まるで、もっと虐 めて欲しいと疼きが増してくる。
「あぁ……あひぃ……」
ゆっくりと中の熱が出ていこうとしている。
「いやっ! お願い! いやだぁっ!」
髪を振り乱して暴れると、男はくすっと笑った。
「じゃあ、言って。
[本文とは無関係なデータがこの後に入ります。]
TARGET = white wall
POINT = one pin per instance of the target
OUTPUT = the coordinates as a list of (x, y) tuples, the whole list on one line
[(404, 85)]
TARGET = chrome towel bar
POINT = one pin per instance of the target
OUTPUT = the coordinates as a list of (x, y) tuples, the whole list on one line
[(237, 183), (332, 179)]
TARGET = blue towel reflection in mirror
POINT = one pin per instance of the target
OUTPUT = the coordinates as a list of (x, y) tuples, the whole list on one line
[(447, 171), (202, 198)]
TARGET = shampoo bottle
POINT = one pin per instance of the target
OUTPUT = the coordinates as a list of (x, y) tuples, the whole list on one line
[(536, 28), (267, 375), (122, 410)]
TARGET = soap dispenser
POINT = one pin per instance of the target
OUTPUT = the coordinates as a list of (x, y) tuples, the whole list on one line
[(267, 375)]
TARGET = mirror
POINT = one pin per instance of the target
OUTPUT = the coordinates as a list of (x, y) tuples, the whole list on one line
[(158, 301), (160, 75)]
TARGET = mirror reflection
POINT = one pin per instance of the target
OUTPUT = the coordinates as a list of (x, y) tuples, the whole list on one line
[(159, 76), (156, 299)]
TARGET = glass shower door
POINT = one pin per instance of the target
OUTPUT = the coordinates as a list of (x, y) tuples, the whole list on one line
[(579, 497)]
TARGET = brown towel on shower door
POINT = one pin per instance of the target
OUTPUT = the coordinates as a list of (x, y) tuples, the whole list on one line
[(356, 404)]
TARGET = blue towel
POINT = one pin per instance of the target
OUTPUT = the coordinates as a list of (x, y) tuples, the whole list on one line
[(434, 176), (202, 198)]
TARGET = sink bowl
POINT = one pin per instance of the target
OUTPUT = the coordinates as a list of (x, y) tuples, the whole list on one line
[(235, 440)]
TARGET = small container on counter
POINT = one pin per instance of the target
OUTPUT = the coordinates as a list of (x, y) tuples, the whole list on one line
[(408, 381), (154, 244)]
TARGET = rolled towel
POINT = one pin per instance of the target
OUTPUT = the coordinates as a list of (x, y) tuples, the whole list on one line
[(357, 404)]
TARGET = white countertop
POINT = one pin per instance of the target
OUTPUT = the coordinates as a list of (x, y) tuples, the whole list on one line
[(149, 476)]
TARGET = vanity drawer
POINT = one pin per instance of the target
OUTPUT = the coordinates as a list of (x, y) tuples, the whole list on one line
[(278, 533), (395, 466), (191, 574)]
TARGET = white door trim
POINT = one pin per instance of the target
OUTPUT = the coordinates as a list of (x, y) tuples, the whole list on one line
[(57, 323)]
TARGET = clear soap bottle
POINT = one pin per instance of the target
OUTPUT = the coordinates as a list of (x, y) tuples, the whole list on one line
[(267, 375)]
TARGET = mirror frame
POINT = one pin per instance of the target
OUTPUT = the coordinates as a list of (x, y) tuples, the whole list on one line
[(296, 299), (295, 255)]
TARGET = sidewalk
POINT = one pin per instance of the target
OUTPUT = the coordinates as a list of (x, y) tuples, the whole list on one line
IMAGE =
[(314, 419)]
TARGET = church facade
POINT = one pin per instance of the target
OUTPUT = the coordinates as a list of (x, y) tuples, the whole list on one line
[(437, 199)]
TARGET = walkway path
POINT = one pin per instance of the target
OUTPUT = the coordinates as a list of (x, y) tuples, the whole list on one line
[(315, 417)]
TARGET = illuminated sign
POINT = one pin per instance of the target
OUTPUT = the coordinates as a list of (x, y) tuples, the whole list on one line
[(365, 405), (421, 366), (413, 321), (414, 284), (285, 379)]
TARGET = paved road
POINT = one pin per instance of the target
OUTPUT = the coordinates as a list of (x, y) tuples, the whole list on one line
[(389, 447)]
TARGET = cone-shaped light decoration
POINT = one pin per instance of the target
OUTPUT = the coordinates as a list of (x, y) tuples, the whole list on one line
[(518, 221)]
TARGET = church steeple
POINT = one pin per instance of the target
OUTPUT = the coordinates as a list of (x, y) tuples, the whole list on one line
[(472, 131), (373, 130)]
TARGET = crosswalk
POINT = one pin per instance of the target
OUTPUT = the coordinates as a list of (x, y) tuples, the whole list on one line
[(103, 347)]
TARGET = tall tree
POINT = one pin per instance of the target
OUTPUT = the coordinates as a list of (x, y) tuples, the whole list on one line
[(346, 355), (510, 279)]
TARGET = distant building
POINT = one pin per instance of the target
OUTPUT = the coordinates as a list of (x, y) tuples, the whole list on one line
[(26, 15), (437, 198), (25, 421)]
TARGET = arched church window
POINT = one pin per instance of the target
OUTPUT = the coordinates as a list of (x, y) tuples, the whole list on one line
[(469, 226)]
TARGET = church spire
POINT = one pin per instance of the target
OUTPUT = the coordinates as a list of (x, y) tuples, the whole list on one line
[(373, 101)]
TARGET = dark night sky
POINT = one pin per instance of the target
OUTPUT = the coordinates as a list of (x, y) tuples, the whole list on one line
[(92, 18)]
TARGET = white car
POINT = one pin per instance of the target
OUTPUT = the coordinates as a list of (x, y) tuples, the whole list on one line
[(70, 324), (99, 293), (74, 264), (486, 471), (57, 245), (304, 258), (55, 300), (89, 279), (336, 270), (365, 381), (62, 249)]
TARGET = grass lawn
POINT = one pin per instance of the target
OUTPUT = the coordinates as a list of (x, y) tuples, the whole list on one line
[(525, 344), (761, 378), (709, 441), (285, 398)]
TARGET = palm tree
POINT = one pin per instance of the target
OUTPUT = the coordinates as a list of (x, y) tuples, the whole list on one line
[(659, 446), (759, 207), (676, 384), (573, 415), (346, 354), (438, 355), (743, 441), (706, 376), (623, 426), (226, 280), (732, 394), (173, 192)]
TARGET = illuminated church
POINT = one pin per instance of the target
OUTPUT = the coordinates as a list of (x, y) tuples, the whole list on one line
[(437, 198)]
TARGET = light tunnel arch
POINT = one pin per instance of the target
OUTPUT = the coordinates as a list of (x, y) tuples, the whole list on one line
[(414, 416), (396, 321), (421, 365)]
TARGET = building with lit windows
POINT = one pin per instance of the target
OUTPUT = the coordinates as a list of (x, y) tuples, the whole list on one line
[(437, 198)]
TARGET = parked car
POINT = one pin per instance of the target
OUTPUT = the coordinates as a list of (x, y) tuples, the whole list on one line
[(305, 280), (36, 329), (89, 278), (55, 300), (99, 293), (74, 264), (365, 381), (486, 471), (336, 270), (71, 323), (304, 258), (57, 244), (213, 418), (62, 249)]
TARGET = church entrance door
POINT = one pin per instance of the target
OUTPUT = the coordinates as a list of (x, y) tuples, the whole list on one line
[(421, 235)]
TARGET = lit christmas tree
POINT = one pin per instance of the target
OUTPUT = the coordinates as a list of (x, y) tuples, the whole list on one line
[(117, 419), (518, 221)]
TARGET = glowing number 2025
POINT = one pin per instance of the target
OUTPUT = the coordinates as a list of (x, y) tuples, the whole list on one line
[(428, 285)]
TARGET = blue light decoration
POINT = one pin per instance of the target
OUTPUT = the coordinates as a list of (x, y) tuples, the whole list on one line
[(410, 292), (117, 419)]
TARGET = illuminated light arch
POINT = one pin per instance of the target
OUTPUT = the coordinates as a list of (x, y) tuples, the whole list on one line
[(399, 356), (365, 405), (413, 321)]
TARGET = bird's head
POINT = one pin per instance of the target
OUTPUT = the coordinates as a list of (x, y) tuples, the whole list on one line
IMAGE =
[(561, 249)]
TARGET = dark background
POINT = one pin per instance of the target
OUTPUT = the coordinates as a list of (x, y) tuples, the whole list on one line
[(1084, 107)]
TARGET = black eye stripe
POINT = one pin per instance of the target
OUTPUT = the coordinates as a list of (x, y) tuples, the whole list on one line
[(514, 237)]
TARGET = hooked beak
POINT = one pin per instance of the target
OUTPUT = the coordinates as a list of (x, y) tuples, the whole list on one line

ご主人様、愛してるって」
それは――悪魔の契約のようだった。
唇がわなわなと震える。
頭はずっと男を拒否をしている。
けれど――身体は。
マグマように最奥は煮えたぎり、男の欲情の赦しを貰わなければ、この枷 を外せそうになかった。
――もう……もう……抗えない……。
アドニスの中で保っていたものがパリンと割れた。
「ご……ご主人様……愛してる……」
「……なんて?」
「ご主人様……愛してる」
「聞こえない」
「うああっ! ……ご主人様ぁっ! 愛してるぅっ!」
発狂したように叫ぶと、求めていた熱が再び戻ってきて、身体が快楽の波に震えた。
「あああぇっ!」
「かわいい……かわいいよ……」
しかし、男は動こうとしない。
「ご主人様……愛して……る……はうううん!」
ぽつりと言うと、男は先端で最奥の弱点を擦り上げた。
続けるのかと思えば、またじっとして動かない。
「ご主人様ぁ……愛してる……お願い……動いてぇ……」
再び中を擦り上げると、ぴたっと動きが止まる。
理性がなくなったアドニスでもわかる。
言わないと、動いてくれないのだ。
「ご主人様ぁっ……愛してる……愛してるよぉっ……」
男はリズムよく腰を打ち始めた。
「愛してるっ……あひっ……愛してるぅ……愛してるのぉっ……」
言うだけ、その分快感が得られる。
男の腰に身体が離れないよう足を絡めた。
「んふっ……はぁっ……愛してる……愛してる……ご主人様ぁ……離れないでぇ……」
「ふふっ……離さないよ……」
ただ、がむしゃらに叫び続けた。
絶え間なく刺激を与えてくれるのなら、声が枯れても構わなかった。
欲しい、欲しいという感情が身体を縛り付けていた。
「ああっ……ご主人様……イク……イクぅ……」
身体がぶるぶると震え始める。
中で男の肉棒が膨張する。
「俺も愛してるよ……」
その一言が、脳の奥で何かを壊した。
たった五文字の呪い。
それだけで、信仰も理性も、ぜんぶ、燃やし尽くされる。
抗えないと、わかった。
「ふぁぁあああああっ!」
「……くっ!」
フワッと浮いたかと思うと、ジェットコースターのように真っ逆さまに堕ちていく。
その落下の途中で、ほんの一瞬――ああ、ここが帰る場所だとさえ思った。
――心が満たされた。
祈りは届かないままなのに、身体の奥だけが……あたたかい。
男の熱く滾 る精液が、ねばっこく肉壁に染み渡る。
一滴も残さず、中に男の快楽を教え込まれた。
「あひっ……ひいっ……あえ……」
「もっと俺の身体覚えて……俺の形になるように、いっぱいハメてあげるから……」
男の欲棒が再び膨張を始める。
こうなれば、昨夜のようにまた弄 ばれる。
わかっている。
だからこそ。
もう心の中は言葉で満たされていた――やめないで、と。